I was sympathetic and simultaneously uneasy, my default reaction when someone complains to me. I took these things as blame, carrying an implicit suggestion I should make everything right. Which I couldn’t. But a canceled trip to Scotland? Scotland has long been my fantasyland. I told Bob that, with deep regret about his lost trip. And some mealy-mouthing about schedule changes and nobody’s fault and…
In Bob’s grouse, there was more than a hint of being personally and specifically targeted by the schedule change. A smidgeon of grandiosity there, I thought. I’d once gone through something like that myself and had been handed a lesson that considerably reduced my sense of intended victimization. So, after the next take, when Bob returned to the bed, I told him of my experience:
A friend of mine (he had been at some point more than a friend, but I didn’t tell Bob he’d been at some point more than a friend; I bet he figured it out anyway) had done something to hurt me. That’s how I’d felt, anyway. He hurt me. One day, I revealed my feelings to the guy’s close friend, who said, “He didn’t do it to hurt you. It had nothing to do with you. It’s what he is, that’s the way he lives.” Then, in a nonchalant manner, he delivered a moderately harsh punch line.
“You’re not the center of the universe,” he said.
Bob was listening to me with powerful intensity, as if I were the local oracle. It was flattering…and a tad theatrical, as if we were in a scene from, I don’t know, Butch Cassidy or The Sting, maybe. He nodded, nodded. Absorbing what I was saying, thinking through it word for word.

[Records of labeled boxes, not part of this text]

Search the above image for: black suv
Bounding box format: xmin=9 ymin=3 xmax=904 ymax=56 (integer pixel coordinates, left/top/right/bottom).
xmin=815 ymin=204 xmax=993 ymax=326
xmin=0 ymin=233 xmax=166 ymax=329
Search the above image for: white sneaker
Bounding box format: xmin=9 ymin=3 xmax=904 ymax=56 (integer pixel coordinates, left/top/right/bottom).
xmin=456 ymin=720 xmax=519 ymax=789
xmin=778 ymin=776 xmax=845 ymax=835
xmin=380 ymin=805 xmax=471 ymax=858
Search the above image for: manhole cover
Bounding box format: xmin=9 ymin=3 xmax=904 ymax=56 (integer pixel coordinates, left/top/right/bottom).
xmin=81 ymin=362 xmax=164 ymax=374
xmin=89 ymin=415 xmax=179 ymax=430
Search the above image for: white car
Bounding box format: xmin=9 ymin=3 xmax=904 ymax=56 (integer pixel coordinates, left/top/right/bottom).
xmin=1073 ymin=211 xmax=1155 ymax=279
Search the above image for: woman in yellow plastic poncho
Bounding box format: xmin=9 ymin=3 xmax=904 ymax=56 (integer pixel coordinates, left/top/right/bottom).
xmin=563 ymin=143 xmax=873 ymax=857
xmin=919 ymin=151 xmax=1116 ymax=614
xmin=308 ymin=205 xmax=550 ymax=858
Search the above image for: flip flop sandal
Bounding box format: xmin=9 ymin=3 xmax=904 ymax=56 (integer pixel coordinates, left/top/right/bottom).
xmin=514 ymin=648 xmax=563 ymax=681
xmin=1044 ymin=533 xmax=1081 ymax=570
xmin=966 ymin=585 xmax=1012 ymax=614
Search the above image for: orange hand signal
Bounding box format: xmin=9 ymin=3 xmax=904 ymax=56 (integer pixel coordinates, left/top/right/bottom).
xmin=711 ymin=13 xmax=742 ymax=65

“And that helped?” he asked.
“Yeah,” I said. “It put everything into perspective. I can’t be the intended victim of someone’s random behavior if I’m not the center of the universe.”
He nodded and nodded again. Then he said, “But there’s a problem with that.” He paused. Then slowly and deliberately, Robert Redford delivered this line:
“I like being the center of the universe.”